How do I evaluate the derivative of G(x) for my Calc 2 final tomorrow?

[calchelp]

calc 2 final tomorrow need urgent help!

Evaluate the derivative of the function

G(x) = ({integral} from x to x^2) of sin(-t^2)dt

this was on my review for the final and i just cannot get an answer. any help will be greatly appreciated.

 

[calchelp]

need help evaluating derivative of sin(x^2)

sorry I'm new to this site.
i tried substitution which did not get me anywhere.

next, i did taylor series but could not get an answer.

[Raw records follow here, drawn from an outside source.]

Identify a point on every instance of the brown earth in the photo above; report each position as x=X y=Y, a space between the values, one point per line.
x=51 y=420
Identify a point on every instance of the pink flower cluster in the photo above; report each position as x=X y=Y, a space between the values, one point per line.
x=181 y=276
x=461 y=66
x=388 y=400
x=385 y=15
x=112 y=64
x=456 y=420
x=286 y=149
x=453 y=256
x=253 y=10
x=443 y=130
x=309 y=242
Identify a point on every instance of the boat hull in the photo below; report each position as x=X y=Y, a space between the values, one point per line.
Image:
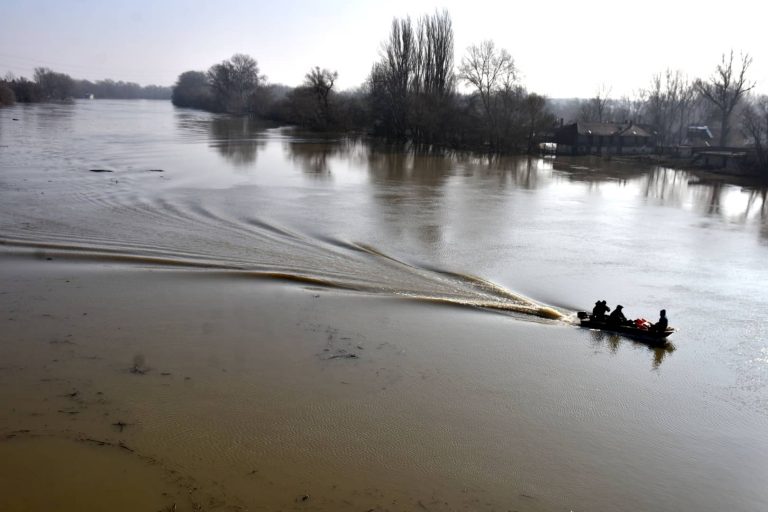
x=645 y=335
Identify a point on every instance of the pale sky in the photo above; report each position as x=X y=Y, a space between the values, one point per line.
x=563 y=48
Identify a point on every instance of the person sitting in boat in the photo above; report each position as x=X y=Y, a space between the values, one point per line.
x=599 y=311
x=617 y=317
x=662 y=324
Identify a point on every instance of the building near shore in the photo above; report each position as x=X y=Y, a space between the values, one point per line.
x=603 y=139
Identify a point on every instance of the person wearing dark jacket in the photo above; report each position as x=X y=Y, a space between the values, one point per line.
x=617 y=317
x=600 y=309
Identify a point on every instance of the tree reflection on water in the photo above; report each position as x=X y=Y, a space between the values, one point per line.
x=237 y=139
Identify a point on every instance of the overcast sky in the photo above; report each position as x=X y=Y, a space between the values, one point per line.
x=563 y=48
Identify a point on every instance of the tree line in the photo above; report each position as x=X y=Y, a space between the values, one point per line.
x=49 y=85
x=416 y=92
x=412 y=93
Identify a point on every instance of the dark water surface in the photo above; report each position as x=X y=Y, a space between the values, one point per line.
x=511 y=234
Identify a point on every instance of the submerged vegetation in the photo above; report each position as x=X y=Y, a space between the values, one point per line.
x=412 y=93
x=49 y=85
x=417 y=92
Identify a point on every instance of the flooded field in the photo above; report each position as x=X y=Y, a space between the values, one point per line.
x=241 y=318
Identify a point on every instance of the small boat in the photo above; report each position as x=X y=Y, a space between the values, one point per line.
x=630 y=330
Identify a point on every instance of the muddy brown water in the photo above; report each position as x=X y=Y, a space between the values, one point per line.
x=328 y=324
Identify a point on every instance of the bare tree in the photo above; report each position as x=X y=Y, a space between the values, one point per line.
x=726 y=88
x=493 y=74
x=596 y=108
x=538 y=118
x=53 y=85
x=320 y=83
x=236 y=84
x=433 y=81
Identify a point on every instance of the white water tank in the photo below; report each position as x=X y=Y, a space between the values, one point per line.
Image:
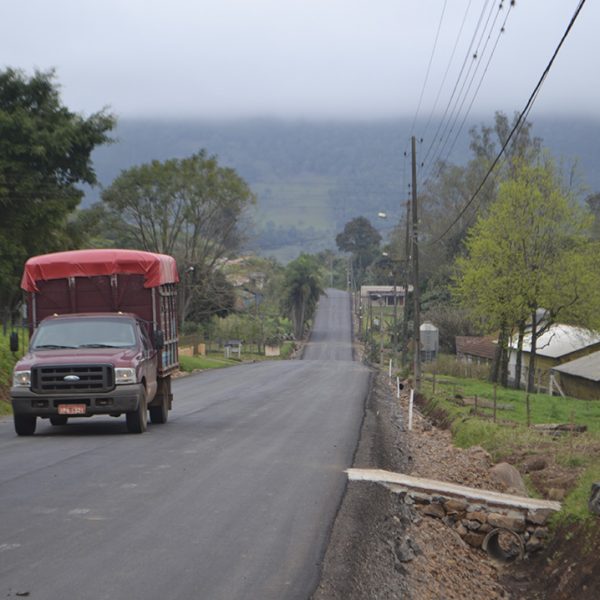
x=430 y=341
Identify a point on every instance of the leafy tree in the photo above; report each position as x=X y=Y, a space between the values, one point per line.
x=302 y=288
x=45 y=151
x=362 y=240
x=445 y=194
x=190 y=208
x=530 y=253
x=593 y=203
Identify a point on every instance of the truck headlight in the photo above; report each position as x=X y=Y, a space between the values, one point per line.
x=22 y=378
x=124 y=376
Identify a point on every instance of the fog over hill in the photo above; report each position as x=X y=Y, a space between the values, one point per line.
x=311 y=177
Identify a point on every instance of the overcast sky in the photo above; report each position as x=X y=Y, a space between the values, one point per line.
x=303 y=58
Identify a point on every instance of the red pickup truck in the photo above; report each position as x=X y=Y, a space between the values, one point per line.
x=103 y=338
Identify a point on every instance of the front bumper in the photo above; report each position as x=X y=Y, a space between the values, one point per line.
x=123 y=399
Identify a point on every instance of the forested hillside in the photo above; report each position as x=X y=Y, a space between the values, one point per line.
x=313 y=177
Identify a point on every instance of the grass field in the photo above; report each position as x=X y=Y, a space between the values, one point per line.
x=573 y=459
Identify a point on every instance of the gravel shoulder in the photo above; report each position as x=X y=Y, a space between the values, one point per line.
x=363 y=559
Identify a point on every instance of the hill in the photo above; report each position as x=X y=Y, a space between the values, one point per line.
x=311 y=177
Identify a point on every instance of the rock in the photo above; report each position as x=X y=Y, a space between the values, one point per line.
x=535 y=463
x=477 y=516
x=513 y=520
x=539 y=516
x=508 y=477
x=405 y=549
x=474 y=539
x=420 y=498
x=475 y=508
x=533 y=543
x=455 y=505
x=556 y=494
x=594 y=502
x=434 y=510
x=471 y=525
x=479 y=453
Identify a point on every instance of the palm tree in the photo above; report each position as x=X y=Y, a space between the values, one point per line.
x=302 y=285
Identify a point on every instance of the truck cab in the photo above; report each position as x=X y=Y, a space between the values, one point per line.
x=105 y=362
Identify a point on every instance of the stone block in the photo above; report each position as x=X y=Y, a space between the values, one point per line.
x=513 y=520
x=539 y=516
x=479 y=515
x=455 y=505
x=474 y=539
x=434 y=510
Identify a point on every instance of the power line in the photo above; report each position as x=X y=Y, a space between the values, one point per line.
x=467 y=82
x=428 y=67
x=447 y=69
x=468 y=111
x=458 y=80
x=519 y=123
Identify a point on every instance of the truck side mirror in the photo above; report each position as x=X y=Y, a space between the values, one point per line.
x=14 y=342
x=159 y=339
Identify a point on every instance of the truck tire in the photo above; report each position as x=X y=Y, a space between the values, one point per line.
x=159 y=414
x=137 y=421
x=25 y=424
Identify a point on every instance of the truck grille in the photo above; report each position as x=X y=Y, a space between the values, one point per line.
x=92 y=378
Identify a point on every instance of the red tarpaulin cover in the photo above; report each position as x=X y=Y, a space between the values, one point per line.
x=156 y=268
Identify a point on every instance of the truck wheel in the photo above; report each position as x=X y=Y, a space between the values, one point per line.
x=159 y=414
x=137 y=421
x=25 y=424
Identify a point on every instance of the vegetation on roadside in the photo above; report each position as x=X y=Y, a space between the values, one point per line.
x=572 y=458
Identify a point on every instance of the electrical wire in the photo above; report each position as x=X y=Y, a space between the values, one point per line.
x=468 y=111
x=437 y=35
x=466 y=85
x=517 y=126
x=447 y=70
x=457 y=82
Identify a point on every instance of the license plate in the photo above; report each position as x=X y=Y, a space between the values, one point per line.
x=71 y=409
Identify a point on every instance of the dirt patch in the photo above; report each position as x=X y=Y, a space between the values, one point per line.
x=378 y=549
x=566 y=570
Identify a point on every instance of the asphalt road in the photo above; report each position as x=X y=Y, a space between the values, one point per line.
x=232 y=499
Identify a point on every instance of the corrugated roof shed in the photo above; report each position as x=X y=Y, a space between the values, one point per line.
x=484 y=347
x=587 y=367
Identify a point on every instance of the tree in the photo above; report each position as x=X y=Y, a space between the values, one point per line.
x=362 y=240
x=593 y=203
x=531 y=252
x=45 y=151
x=302 y=288
x=190 y=208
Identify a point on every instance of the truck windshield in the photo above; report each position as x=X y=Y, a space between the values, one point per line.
x=84 y=333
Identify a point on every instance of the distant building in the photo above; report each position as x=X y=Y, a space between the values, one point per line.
x=558 y=345
x=476 y=349
x=375 y=293
x=580 y=378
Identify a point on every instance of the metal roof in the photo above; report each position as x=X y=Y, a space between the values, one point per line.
x=587 y=367
x=559 y=340
x=366 y=290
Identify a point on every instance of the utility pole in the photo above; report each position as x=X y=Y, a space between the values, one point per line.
x=415 y=255
x=406 y=283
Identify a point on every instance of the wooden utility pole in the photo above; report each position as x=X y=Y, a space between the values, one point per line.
x=406 y=283
x=415 y=257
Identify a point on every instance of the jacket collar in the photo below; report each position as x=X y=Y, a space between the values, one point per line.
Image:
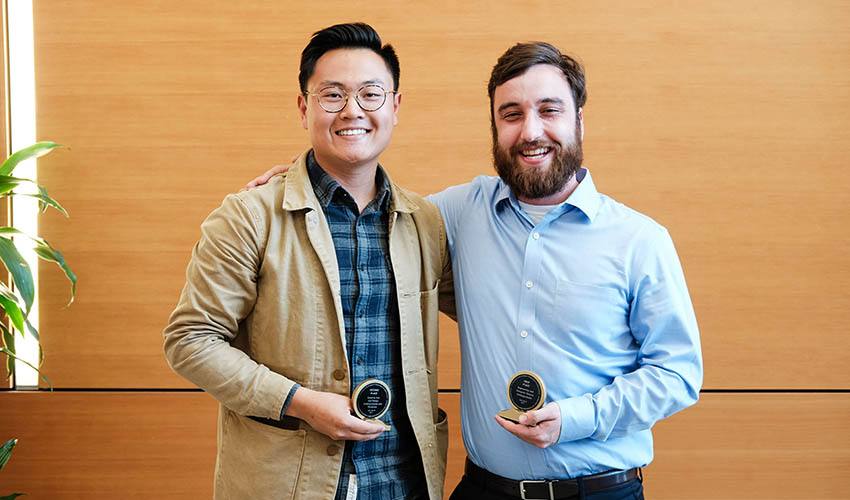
x=298 y=192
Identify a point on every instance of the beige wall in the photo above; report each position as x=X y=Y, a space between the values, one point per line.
x=725 y=121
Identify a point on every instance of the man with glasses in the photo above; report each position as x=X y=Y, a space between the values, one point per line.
x=304 y=288
x=553 y=278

now i am stuck. i am almost positive i have to use a taylor series.

with the series i got

x^2 - (x^6)/3! + (x^10)/5! ...

i plugged in x^2 for x
and i plugged in x for x and subtracted the two and got another series...
now what? antidifferentiate the series and say that that is my answer or did i mess up somewhere?

 

[tiny-tim]

Welcome to PF!

Hi calchelp! Welcome to PF!

(have an integral: ∫ and try using the X² tag just above the Reply box )

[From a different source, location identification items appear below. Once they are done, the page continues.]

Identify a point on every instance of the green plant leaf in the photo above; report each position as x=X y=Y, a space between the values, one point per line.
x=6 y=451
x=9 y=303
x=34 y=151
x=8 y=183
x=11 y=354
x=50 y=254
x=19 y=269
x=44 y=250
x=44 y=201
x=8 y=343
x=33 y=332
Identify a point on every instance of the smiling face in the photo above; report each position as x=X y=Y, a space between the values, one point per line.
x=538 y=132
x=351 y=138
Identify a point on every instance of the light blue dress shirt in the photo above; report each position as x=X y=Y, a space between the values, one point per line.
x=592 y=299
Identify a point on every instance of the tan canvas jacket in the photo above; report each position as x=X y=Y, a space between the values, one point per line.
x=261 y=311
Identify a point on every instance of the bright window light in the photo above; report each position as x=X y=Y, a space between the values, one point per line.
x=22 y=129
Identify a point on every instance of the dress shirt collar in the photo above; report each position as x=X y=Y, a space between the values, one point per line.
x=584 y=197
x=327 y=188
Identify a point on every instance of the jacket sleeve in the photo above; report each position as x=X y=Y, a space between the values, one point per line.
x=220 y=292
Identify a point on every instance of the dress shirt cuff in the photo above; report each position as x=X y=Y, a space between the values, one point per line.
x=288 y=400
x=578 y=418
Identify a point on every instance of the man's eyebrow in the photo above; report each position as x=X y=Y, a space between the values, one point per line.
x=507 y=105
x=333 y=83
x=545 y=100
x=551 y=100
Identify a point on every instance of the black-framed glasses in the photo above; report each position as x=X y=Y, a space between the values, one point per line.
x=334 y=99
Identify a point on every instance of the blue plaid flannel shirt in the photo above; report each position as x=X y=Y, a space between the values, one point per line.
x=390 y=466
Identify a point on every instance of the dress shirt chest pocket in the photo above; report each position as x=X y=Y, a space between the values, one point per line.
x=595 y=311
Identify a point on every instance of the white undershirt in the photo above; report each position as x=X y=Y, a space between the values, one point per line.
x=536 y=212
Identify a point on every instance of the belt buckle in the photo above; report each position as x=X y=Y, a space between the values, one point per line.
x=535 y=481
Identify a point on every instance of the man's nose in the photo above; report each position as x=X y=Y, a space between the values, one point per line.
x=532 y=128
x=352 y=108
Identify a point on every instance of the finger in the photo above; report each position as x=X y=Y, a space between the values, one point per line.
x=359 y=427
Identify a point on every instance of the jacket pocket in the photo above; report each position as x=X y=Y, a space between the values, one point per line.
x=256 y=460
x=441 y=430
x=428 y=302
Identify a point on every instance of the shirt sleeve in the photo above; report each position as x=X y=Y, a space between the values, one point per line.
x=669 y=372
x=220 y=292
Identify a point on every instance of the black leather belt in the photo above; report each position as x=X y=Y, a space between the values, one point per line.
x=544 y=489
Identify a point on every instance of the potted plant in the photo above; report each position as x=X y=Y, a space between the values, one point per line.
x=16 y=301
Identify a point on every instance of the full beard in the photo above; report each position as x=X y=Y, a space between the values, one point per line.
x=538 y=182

Evaluate the derivative of the function

G(x) = ({integral} from x to x^2) of sin(-t^2)dt

this was on my review for the final and i just cannot get an answer. any help will be greatly appreciated.

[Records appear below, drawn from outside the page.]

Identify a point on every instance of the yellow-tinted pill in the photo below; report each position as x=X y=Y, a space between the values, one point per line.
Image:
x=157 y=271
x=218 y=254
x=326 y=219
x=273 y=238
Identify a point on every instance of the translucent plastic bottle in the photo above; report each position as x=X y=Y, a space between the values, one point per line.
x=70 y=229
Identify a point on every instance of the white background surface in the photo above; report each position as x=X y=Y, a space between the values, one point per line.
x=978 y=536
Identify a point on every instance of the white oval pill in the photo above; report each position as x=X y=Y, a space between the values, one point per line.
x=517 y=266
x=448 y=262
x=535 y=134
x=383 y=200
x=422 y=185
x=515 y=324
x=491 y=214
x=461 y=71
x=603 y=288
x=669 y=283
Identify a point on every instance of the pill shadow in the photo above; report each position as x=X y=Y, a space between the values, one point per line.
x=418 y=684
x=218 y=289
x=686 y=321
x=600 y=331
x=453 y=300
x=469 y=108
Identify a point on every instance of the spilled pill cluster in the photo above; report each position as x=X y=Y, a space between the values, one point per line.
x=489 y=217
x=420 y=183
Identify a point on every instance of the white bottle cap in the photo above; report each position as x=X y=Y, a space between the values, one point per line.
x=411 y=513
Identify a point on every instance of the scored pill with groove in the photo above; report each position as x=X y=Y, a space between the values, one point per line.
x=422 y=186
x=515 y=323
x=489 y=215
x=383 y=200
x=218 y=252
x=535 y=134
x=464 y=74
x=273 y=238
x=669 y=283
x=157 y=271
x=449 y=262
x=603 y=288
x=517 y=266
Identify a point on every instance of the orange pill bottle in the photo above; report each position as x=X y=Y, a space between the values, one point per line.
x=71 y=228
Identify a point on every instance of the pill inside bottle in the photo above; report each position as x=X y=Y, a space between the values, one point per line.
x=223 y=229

Hint: fundamental theorem of calculus.

 

[calchelp]

can i change the title of this thread??

 

[calchelp]

is the answer:

sin(-x^4)2x - sin(-x^3)

 

[tiny-tim]

is the answer:

sin(-x^4)2x - sin(-x^3)

Almost … where did your x³ come from?

 

[calchelp]

ok... so after about 20 minutes of looking at it i realized that i completely made up the x^3 i don't know why or where it came from...

so is the answer:
sin(-x^4)2x - sin(-x^2)

please tell me that is right. i am about to go insane!

 

[calchelp]

can anyone confirm this please?

 

[Dick]

ok... so after about 20 minutes of looking at it i realized that i completely made up the x^3 i don't know why or where it came from...

so is the answer:
sin(-x^4)2x - sin(-x^2)

please tell me that is right. i am about to go insane!

That's right.

 

[calchelp]

thank you! dick and tiny-tim!

 

[andylu224]

Essentially this is using the chain rule whereby when:

G(x) = (integral of f1(x) to f2(x) ) g(t) dt

G'(x) = g(f2(x))*f2'(x) - g(f1(x))*f1'(x)

so in your case, G'(x) = sin(-x^4)*2x - sin(-x^2)

 

[tiny-tim]

Hi calchelp!

(just got up :zzz: …)

so is the answer:
sin(-x^4)2x - sin(-x^2)

You can tidy it up a bit by taking the minus out of the sin (because sin(-θ) = -sinθ) …

sin(x²) - 2x*sin(x⁴)